For anyone who is non-technical and needs a quick overview.


I used to read this stuff during my undergrad. Although, I haven't been doing electronics stuff lately, I'd want to go back to it in the near future. Thanks for sharing!


New to me, and quite useful for a hobby project. Thanks!


interesting - what I think is missing is nice ways to share circuits in the web, e.g. with JSON and/or JavaScript. There is http://wavedrom.com/ for signals, but nothing for schematics/layouts. Anyone interested to see this/collaborate on this?


We did this at CircuitLab, and even did an integration with Electronics StackExchange last year: https://www.circuitlab.com/blog/2013/03/06/circuitlab-integr...


I like that there is a PDF version for each chapter (linked on the left.) Good for offline reading, and no ads.


Christ I remember this from when I was a teenager. It inspired me to build a coilgun.
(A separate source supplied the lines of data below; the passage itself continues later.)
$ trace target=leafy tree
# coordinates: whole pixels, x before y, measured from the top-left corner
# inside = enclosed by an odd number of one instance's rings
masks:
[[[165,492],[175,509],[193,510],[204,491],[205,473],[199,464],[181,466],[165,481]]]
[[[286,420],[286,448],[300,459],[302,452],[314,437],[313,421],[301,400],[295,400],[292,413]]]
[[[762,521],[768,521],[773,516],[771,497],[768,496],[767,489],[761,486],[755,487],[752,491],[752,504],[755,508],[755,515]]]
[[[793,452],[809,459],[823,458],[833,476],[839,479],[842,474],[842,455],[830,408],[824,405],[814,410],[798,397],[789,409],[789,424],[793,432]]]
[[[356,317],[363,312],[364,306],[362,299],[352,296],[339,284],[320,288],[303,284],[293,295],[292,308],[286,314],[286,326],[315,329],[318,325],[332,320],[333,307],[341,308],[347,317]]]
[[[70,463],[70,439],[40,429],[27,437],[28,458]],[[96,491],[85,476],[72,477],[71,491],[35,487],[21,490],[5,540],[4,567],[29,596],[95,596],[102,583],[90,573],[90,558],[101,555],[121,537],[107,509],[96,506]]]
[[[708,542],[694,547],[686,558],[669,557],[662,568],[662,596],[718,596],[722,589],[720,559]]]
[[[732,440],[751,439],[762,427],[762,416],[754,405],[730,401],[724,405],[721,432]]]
Really glad to see it's still going!


Likewise! This was a huge help to me in my logic, circuits and architecture classes. As a pure computer science major, I was relieved to have a solid reference for the "hard" (as in hardware) stuff.


This is a great format for e learning, a very usabletexbook with quizes, videos, forums etc built around it.


I love crickets because I have one at my house and I came to see how to take care of it i just got it so.


I have to ask - are there any good physical kits that you can use to put together circuits?


Physical kits? Do you mean like a breadboard? That should give you a great platform for putting together circuits for learning or testing purposes.

If not that than I don't understand your question.


I wish there was an online course with a built in circuit simulator and labs.


The MITx course on Circuits and Electronics[0] has that.

[0] https://www.edx.org/course/mitx/mitx-6-002x-circuits-electro...


Great to read through these for a brush up, thank you.


Isn't this a pretty old site? I previously bookmarked this site 6 years ago...


Old sites that are good sites are welcome on Hacker News.


Yes. I've been using this site since I started an internship at a power company in high school and I used it all the way through undergrad too. It just looks like they redid the design.


Was it responsive before? If it wasn't, it is now. Great and readable on my phone.


I remember it from back in the day as well. I was surprised to see it with a nice modern flat design; it certainly didn't look that way the last time I visited.